# Example of different information needs

In [1]:
import pandas as pd
import numpy as np
from tqdm.notebook import tqdm

In [2]:
import os
import nltk

In [12]:
folder = "/Users/piera/Desktop/Repository/IR/dataset/recipee"
files = [f for f in os.listdir(folder) if f.endswith('.txt')]
recipes = []
for file in files: 
    with open(os.path.join(folder, file), 'r') as data: 
        recipes.append(data.read())

## Tokenizers

### NLTK Tokenizer

In [13]:
nltk_tokenize = lambda text: [x.lower() for x in ntlk.word_tokenize(text)]

### Spacy Tokenizer and Parsers

In [19]:
import spacy
nlp = spacy.load("en_core_web_sm")

#### Example
Recipes do not have a real sentence structure. Thus, we use a special tokenizer for sentences based on newlines. The last chunk is tipically the set of instructions. 

In [24]:
spacy_sentences = [sentence for sentence in nlp(recipes[0]).sents]
newline_sentences = [r.strip('\n') for r in recipes[0].split('\n\n')]
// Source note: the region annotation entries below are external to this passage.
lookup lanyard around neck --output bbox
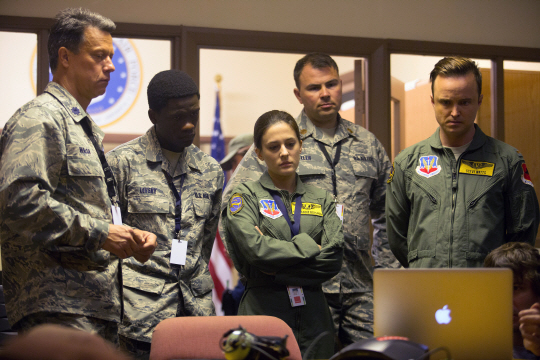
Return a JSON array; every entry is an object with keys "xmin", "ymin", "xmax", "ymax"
[
  {"xmin": 270, "ymin": 190, "xmax": 302, "ymax": 237},
  {"xmin": 317, "ymin": 141, "xmax": 341, "ymax": 200},
  {"xmin": 163, "ymin": 170, "xmax": 186, "ymax": 238}
]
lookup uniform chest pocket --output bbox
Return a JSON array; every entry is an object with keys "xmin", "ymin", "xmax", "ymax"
[{"xmin": 66, "ymin": 144, "xmax": 104, "ymax": 177}]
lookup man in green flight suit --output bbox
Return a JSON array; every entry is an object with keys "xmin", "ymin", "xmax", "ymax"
[{"xmin": 386, "ymin": 56, "xmax": 540, "ymax": 268}]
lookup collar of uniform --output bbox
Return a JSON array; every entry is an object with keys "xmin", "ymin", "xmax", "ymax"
[
  {"xmin": 428, "ymin": 124, "xmax": 487, "ymax": 151},
  {"xmin": 296, "ymin": 110, "xmax": 357, "ymax": 146},
  {"xmin": 45, "ymin": 81, "xmax": 90, "ymax": 123},
  {"xmin": 260, "ymin": 170, "xmax": 306, "ymax": 195},
  {"xmin": 146, "ymin": 126, "xmax": 202, "ymax": 177}
]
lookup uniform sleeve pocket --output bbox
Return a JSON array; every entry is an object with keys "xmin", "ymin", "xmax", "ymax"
[
  {"xmin": 189, "ymin": 274, "xmax": 214, "ymax": 296},
  {"xmin": 122, "ymin": 267, "xmax": 165, "ymax": 295},
  {"xmin": 128, "ymin": 195, "xmax": 169, "ymax": 214},
  {"xmin": 352, "ymin": 161, "xmax": 377, "ymax": 179}
]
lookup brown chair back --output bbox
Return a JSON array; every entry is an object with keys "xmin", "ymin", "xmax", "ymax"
[{"xmin": 150, "ymin": 316, "xmax": 302, "ymax": 360}]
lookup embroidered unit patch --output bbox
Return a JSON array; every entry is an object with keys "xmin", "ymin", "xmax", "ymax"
[
  {"xmin": 416, "ymin": 155, "xmax": 442, "ymax": 179},
  {"xmin": 386, "ymin": 163, "xmax": 394, "ymax": 184},
  {"xmin": 291, "ymin": 202, "xmax": 322, "ymax": 216},
  {"xmin": 459, "ymin": 160, "xmax": 495, "ymax": 176},
  {"xmin": 229, "ymin": 193, "xmax": 244, "ymax": 215},
  {"xmin": 259, "ymin": 199, "xmax": 283, "ymax": 219}
]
['Salt Free, Low Cholesterol Sugar Cookies Recipe', 'Ingredients', ' - 1/2 cup of sugars, granulated', ' - 3/4 cup of oil, corn, peanut, and olive', ' - 1/4 cup of egg substitute, powder', ' - 1 teaspoon of orange juice, raw', ' - 1/4 teaspoon of orange juice, raw', ' - 1 tablespoon of leavening agents, baking powder, double-acting, sodium aluminum sulfate', ' - 3 1/2 cup of wheat flour, white, all-purpose, unenriched', 'Instructions: ', 'Cream sugar and butter together till smooth. Add in egg beaters, orange rind, orange juice, and mix well. Mix together low sodium baking powder and flour. Add in to creamed mix and mix well. Roll dough into 1 inch balls and place on ungreased cookie sheet. Rub small amount of salt free butter on bottom of glass. Dip glass in granulated sugar. Flatten cookie dough ball slightly using flat end of glass. Bake at 300 degrees for 10-12 min.']


In [22]:
instructions_text = newline_sentences[-1]
print(instructions_text)
instruction_sentences = list(nlp(instructions_text).sents)
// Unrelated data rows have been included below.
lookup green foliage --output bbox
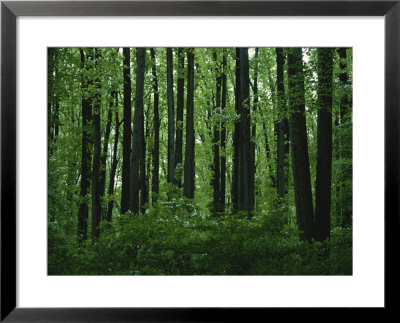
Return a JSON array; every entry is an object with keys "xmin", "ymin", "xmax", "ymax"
[
  {"xmin": 49, "ymin": 197, "xmax": 352, "ymax": 275},
  {"xmin": 48, "ymin": 48, "xmax": 352, "ymax": 275}
]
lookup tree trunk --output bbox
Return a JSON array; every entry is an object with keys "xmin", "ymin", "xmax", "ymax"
[
  {"xmin": 219, "ymin": 49, "xmax": 227, "ymax": 212},
  {"xmin": 107, "ymin": 92, "xmax": 120, "ymax": 222},
  {"xmin": 183, "ymin": 48, "xmax": 195, "ymax": 198},
  {"xmin": 232, "ymin": 48, "xmax": 241, "ymax": 211},
  {"xmin": 288, "ymin": 48, "xmax": 314, "ymax": 241},
  {"xmin": 212, "ymin": 49, "xmax": 222, "ymax": 213},
  {"xmin": 167, "ymin": 48, "xmax": 175, "ymax": 183},
  {"xmin": 77, "ymin": 48, "xmax": 92, "ymax": 241},
  {"xmin": 150, "ymin": 48, "xmax": 160, "ymax": 204},
  {"xmin": 121, "ymin": 48, "xmax": 132, "ymax": 214},
  {"xmin": 276, "ymin": 48, "xmax": 289, "ymax": 199},
  {"xmin": 129, "ymin": 48, "xmax": 146, "ymax": 214},
  {"xmin": 315, "ymin": 48, "xmax": 333, "ymax": 241},
  {"xmin": 100, "ymin": 91, "xmax": 116, "ymax": 220},
  {"xmin": 92, "ymin": 49, "xmax": 101, "ymax": 242},
  {"xmin": 249, "ymin": 48, "xmax": 258, "ymax": 208},
  {"xmin": 338, "ymin": 48, "xmax": 352, "ymax": 228},
  {"xmin": 175, "ymin": 48, "xmax": 185, "ymax": 186},
  {"xmin": 239, "ymin": 48, "xmax": 254, "ymax": 218}
]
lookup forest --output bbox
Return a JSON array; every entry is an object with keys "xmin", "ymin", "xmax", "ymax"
[{"xmin": 47, "ymin": 47, "xmax": 353, "ymax": 275}]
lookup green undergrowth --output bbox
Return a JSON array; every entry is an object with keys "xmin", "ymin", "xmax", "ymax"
[{"xmin": 48, "ymin": 198, "xmax": 352, "ymax": 275}]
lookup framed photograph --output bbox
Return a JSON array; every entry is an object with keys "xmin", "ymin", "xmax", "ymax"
[{"xmin": 1, "ymin": 0, "xmax": 400, "ymax": 322}]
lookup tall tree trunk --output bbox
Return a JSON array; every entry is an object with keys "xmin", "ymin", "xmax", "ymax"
[
  {"xmin": 106, "ymin": 92, "xmax": 120, "ymax": 222},
  {"xmin": 239, "ymin": 48, "xmax": 254, "ymax": 217},
  {"xmin": 315, "ymin": 48, "xmax": 333, "ymax": 241},
  {"xmin": 129, "ymin": 48, "xmax": 146, "ymax": 214},
  {"xmin": 219, "ymin": 49, "xmax": 227, "ymax": 212},
  {"xmin": 276, "ymin": 48, "xmax": 289, "ymax": 199},
  {"xmin": 150, "ymin": 48, "xmax": 160, "ymax": 204},
  {"xmin": 338, "ymin": 48, "xmax": 352, "ymax": 228},
  {"xmin": 212, "ymin": 49, "xmax": 222, "ymax": 213},
  {"xmin": 175, "ymin": 48, "xmax": 185, "ymax": 186},
  {"xmin": 249, "ymin": 48, "xmax": 258, "ymax": 211},
  {"xmin": 232, "ymin": 48, "xmax": 241, "ymax": 211},
  {"xmin": 167, "ymin": 48, "xmax": 175, "ymax": 183},
  {"xmin": 77, "ymin": 48, "xmax": 92, "ymax": 241},
  {"xmin": 183, "ymin": 48, "xmax": 195, "ymax": 198},
  {"xmin": 288, "ymin": 48, "xmax": 314, "ymax": 240},
  {"xmin": 92, "ymin": 49, "xmax": 101, "ymax": 242},
  {"xmin": 121, "ymin": 48, "xmax": 132, "ymax": 214},
  {"xmin": 100, "ymin": 91, "xmax": 116, "ymax": 220}
]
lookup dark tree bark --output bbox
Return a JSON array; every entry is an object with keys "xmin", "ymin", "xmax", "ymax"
[
  {"xmin": 121, "ymin": 48, "xmax": 132, "ymax": 214},
  {"xmin": 288, "ymin": 48, "xmax": 314, "ymax": 241},
  {"xmin": 315, "ymin": 48, "xmax": 333, "ymax": 241},
  {"xmin": 338, "ymin": 48, "xmax": 352, "ymax": 228},
  {"xmin": 276, "ymin": 48, "xmax": 289, "ymax": 199},
  {"xmin": 106, "ymin": 92, "xmax": 120, "ymax": 222},
  {"xmin": 167, "ymin": 48, "xmax": 175, "ymax": 183},
  {"xmin": 92, "ymin": 49, "xmax": 101, "ymax": 242},
  {"xmin": 183, "ymin": 48, "xmax": 195, "ymax": 198},
  {"xmin": 77, "ymin": 48, "xmax": 92, "ymax": 241},
  {"xmin": 239, "ymin": 48, "xmax": 254, "ymax": 217},
  {"xmin": 150, "ymin": 48, "xmax": 160, "ymax": 204},
  {"xmin": 232, "ymin": 48, "xmax": 241, "ymax": 211},
  {"xmin": 249, "ymin": 48, "xmax": 258, "ymax": 211},
  {"xmin": 212, "ymin": 49, "xmax": 222, "ymax": 213},
  {"xmin": 175, "ymin": 48, "xmax": 185, "ymax": 186},
  {"xmin": 129, "ymin": 48, "xmax": 146, "ymax": 214},
  {"xmin": 219, "ymin": 49, "xmax": 227, "ymax": 212},
  {"xmin": 100, "ymin": 91, "xmax": 116, "ymax": 220}
]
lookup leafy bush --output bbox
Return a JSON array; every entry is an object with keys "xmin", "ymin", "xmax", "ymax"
[{"xmin": 49, "ymin": 196, "xmax": 352, "ymax": 275}]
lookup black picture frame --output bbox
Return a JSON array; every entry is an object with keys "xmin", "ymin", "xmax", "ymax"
[{"xmin": 0, "ymin": 0, "xmax": 400, "ymax": 322}]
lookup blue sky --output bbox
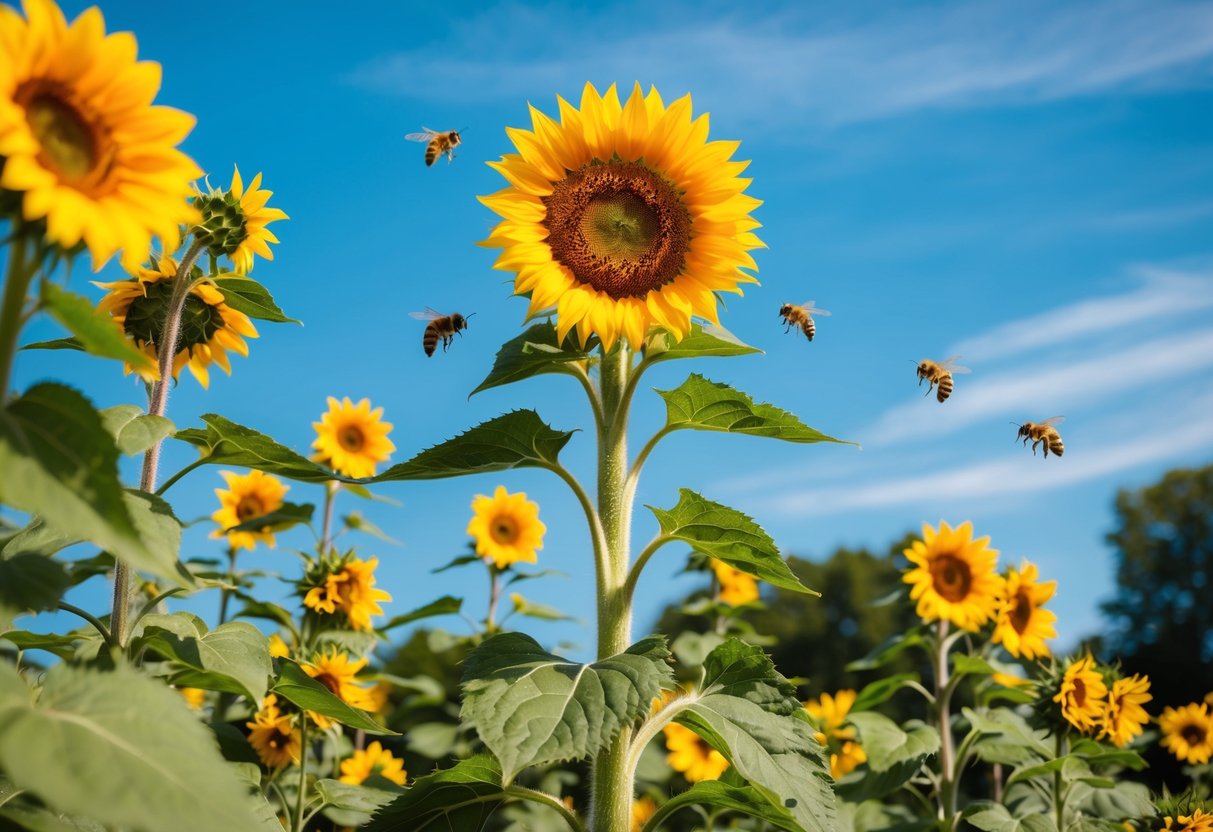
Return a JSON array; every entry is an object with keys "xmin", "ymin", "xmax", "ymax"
[{"xmin": 9, "ymin": 2, "xmax": 1213, "ymax": 655}]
Cream sugar and butter together till smooth. Add in egg beaters, orange rind, orange juice, and mix well. Mix together low sodium baking powder and flour. Add in to creamed mix and mix well. Roll dough into 1 inch balls and place on ungreased cookie sheet. Rub small amount of salt free butter on bottom of glass. Dip glass in granulated sugar. Flatten cookie dough ball slightly using flat end of glass. Bake at 300 degrees for 10-12 min.


In [27]:
sentence = instruction_sentences[0]

type(sentence)

spacy.tokens.span.Span

In [28]:
sentence

Cream sugar and butter together till smooth.

In [29]:
tokens = []
for token in sentence: 
    tokens.append({
        'position': token.idx, 
        'text': token.text, 
        'pos': token.pos_, 
        'lemma': token.lemma_, 
        'alpha': token.is_alpha, 
        'stop': token.is_stop, 
        'dep': token.dep_, 
        'morph': token.morph
    })
    
S = pd.DataFrame(tokens)

In [30]:
print(sentence)
S

Cream sugar and butter together till smooth.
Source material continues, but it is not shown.